2. Deste modo, consideramos a análise de vários critérios, avançados pelo Sr. Professor Figueiredo Dias, de modo a
determinar a presença de um concurso efetivo ou aparente de normas, sendo que esta análise deverá sempre
ser feita em termos concretos de modo a atender às especificidades de cada caso.
 Critério do bem jurídico: 1 conduta + vários tipos legais = concurso aparente TENDENCIALMENTE.
 Critério do desvalor global do facto:
Critério do crime instrumental (FD): um ilícito singular surge perante o ilícito principal, como meio de
o realizar, e nesta realização esgota o seu sentido ou efeitos = concurso aparente
TENDENCIALMENTE.
Deste modo, uma valoração autónoma do crime-meio representa uma violação da proibição jurídico-
constitucional presente no art.º 29.º/5 CRP.
 Critério da conexão espácio-temporal das realizações típicas: a unidade de espaço e/ou tempo pode
constituir justificação para concluir que estamos perante um concurso aparente.

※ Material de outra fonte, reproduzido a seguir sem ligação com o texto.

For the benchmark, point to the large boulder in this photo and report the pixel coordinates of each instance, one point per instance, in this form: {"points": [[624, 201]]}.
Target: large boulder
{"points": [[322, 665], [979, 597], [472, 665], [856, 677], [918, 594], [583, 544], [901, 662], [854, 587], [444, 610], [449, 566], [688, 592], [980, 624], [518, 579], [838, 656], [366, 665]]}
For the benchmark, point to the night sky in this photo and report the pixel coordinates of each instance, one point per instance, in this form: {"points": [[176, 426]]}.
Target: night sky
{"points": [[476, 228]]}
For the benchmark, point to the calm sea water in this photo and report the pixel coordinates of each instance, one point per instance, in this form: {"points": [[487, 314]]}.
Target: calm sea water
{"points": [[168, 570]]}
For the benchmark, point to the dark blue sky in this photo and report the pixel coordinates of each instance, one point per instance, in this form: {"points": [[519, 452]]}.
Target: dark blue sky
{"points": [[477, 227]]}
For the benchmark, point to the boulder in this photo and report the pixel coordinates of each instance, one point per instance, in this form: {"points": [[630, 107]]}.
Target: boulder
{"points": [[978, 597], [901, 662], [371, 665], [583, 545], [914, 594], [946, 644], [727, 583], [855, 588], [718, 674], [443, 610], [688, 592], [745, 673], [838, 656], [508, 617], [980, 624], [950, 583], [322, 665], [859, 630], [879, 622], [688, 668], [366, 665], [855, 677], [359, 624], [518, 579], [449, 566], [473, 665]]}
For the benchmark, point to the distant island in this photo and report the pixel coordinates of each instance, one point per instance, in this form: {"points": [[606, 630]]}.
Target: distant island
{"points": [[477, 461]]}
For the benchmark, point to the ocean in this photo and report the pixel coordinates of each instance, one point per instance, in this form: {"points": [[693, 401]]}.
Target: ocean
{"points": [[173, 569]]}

 Critério da unidade de desígnio criminoso: o agente não renova a sua intenção de desobedecer à ordem
jurídica).

3. Existem várias relações lógico-abstratas entre as normas do CP que permitem concluir pela existência de um
concurso aparente:
 Relação de Especialidade: um dos tipos legais contém todos os elemento do outro, e mais algum que lhe
confira um caráter especial/especializador.
 Relação de Subsidiariedade: quando a lei condiciona a aplicação de um preceito à inexistência de outro que
comine sanção mais grave.
 Relação de Consunção: quando o conteúdo de um ilícito-típico inclui em regra o de outro facto, de tal modo
que, em perspetiva jurídico-normativa, a condenação pelo ilícito-típico mais grave exprime já, de forma
bastante, o desvalor de todo o comportamento.

4. Em suma,
 Se estamos perante um concurso aparente aplica-se a norma prevalecente.

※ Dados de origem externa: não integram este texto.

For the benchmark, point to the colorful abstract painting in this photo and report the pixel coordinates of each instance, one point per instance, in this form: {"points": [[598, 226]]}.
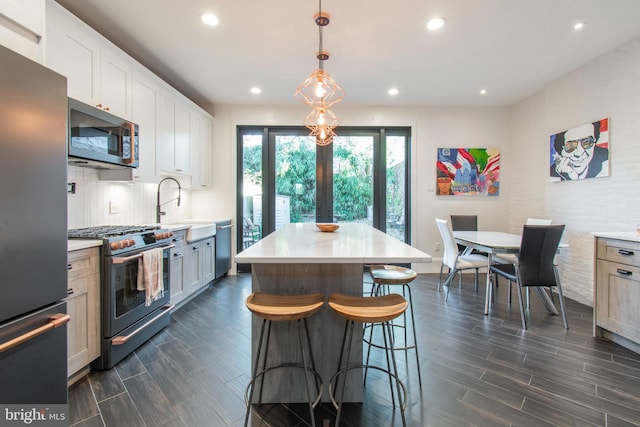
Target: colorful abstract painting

 Se estamos perante um concurso efetivo, aplica-se o art.º 30.º/1 + 77.º CP
 Se estamos perante um crime continuado, aplica-se o art.º 30.º/2 + 79.º CP
Requisitos Positivos: ser sempre o mesmo crime (homogéneo) (30.º/2) + circunstâncias que justificam a
diminuta culpa do agente.
Requisito Negativo: bens iminentemente pessoais (30.º/3).

NOTAS:
FD: quando os bens são iminentemente pessoais e as vítimas são diferentes, o concurso tem de ser efetivo.